Measuring and Using Trading Algorithms Effectively
Hosted by Columbia IEOR/Waterloo
Abstract
In order to build effective trading algorithms, you need to effectively measure trading algorithms. In this talk we will talk about what factors we look at when measuring trading engine performance in tuning our algorithms. Specifically we will discuss several common benchmarks and discuss what each of these focus their lens upon, and what these measurements are blind to. We will focus on the precision of these measurements and where these sources of noise and uncertainty come from. We will show a lower bound on the amount of noise expected in these measures so you can determine how precisely one can expect to be able to measure trading performance for a given amount of flow.
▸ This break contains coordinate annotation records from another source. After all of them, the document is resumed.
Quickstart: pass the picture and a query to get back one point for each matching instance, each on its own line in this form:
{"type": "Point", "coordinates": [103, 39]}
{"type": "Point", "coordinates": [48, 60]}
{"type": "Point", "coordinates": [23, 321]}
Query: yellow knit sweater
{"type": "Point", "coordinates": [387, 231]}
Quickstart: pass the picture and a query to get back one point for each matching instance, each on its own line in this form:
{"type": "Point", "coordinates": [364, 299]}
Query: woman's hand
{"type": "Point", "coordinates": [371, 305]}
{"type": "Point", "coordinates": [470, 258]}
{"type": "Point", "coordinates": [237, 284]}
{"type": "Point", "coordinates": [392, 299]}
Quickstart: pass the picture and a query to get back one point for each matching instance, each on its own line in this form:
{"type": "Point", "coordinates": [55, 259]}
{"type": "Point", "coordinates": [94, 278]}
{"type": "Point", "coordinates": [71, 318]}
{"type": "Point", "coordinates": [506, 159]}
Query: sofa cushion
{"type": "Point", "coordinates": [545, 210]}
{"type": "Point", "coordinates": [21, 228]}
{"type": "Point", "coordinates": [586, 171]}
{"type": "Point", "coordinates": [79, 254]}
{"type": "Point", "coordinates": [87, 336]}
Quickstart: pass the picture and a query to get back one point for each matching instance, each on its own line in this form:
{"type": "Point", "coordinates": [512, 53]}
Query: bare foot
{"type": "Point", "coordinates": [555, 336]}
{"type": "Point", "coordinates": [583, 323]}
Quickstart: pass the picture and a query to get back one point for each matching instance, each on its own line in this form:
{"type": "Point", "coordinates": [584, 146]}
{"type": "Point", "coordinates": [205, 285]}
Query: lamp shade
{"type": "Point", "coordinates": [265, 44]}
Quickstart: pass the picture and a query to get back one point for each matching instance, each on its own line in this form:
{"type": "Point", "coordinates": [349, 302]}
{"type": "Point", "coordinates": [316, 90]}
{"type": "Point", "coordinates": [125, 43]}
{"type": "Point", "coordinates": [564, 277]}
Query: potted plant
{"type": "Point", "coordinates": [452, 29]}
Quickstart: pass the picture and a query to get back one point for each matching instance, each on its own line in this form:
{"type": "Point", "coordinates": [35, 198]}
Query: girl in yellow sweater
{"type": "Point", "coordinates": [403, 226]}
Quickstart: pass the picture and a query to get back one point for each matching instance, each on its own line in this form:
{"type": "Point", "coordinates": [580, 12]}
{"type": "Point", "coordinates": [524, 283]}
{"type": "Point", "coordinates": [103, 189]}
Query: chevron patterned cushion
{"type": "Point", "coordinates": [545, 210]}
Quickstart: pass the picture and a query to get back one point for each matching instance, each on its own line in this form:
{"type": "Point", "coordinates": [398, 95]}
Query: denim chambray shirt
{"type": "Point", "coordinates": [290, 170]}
This has material implications on the feasibility and applicability of quantitative best-execution measures for many users. Finally we will show how use these methods in our engine tuning process.
Bio
Heath Windcliff, Managing Director, is the head of the Quantitative Research team at MS which is responsible for equity algorithmic trading research and development. He actively works on the design of the optimization tools, the limit order worker and the venue selection models used in our products. He is also responsible for the PostTrade analytics framework that MS uses to design and tune the algorithmic offering for the use cases and needs of users and clients. Heath has a PhD in Computer Science focused on numerical methodologies from the University of Waterloo in 2003 following a Masters and Bachelors in Applied Mathematics.